Optimal Counterfactual Explanations in Tree Ensembles
This addresses the need for reliable and efficient counterfactual explanations in machine learning, particularly for tree-based models, with incremental improvements in optimization.
The paper tackles the problem of generating trustworthy counterfactual explanations for tree ensembles by proposing a model-based search using efficient mixed-integer programming, achieving computational effort orders of magnitude smaller than previous methods and providing optimal explanations within seconds for large datasets.

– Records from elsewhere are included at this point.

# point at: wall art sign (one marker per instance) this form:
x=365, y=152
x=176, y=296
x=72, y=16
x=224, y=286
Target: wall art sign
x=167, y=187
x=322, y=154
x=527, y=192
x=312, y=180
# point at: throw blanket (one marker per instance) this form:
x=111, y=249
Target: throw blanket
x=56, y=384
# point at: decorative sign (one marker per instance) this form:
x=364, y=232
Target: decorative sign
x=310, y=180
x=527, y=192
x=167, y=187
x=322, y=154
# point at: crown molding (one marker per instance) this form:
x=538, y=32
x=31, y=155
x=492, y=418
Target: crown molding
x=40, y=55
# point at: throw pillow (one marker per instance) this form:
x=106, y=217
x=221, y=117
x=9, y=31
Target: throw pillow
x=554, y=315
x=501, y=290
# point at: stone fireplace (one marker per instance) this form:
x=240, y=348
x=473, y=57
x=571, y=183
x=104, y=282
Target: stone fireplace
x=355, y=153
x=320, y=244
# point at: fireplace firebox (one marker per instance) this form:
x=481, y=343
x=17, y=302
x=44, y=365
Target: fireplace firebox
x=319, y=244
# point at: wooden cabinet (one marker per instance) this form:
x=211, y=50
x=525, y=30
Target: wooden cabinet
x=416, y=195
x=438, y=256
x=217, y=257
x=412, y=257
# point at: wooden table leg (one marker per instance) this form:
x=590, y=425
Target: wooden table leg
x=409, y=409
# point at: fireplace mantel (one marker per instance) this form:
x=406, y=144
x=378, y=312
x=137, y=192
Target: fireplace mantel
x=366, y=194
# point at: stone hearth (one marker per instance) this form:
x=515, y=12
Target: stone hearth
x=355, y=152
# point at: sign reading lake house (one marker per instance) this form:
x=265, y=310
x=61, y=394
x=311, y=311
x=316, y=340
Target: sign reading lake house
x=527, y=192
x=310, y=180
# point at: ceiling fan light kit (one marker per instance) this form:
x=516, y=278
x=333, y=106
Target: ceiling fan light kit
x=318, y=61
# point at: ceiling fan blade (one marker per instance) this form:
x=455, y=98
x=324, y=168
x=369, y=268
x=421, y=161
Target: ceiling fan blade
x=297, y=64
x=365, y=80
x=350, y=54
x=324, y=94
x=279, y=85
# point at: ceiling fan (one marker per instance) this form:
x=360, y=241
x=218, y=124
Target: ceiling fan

Counterfactual explanations are usually generated through heuristics that are sensitive to the search's initial conditions. The absence of guarantees of performance and robustness hinders trustworthiness. In this paper, we take a disciplined approach towards counterfactual explanations for tree ensembles. We advocate for a model-based search aiming at "optimal" explanations and propose efficient mixed-integer programming approaches. We show that isolation forests can be modeled within our framework to focus the search on plausible explanations with a low outlier score. We provide comprehensive coverage of additional constraints that model important objectives, heterogeneous data types, structural constraints on the feature space, along with resource and actionability restrictions. Our experimental analyses demonstrate that the proposed search approach requires a computational effort that is orders of magnitude smaller than previous mathematical programming algorithms. It scales up to large data sets and tree ensembles, where it provides, within seconds, systematic explanations grounded on well-defined models solved to optimality.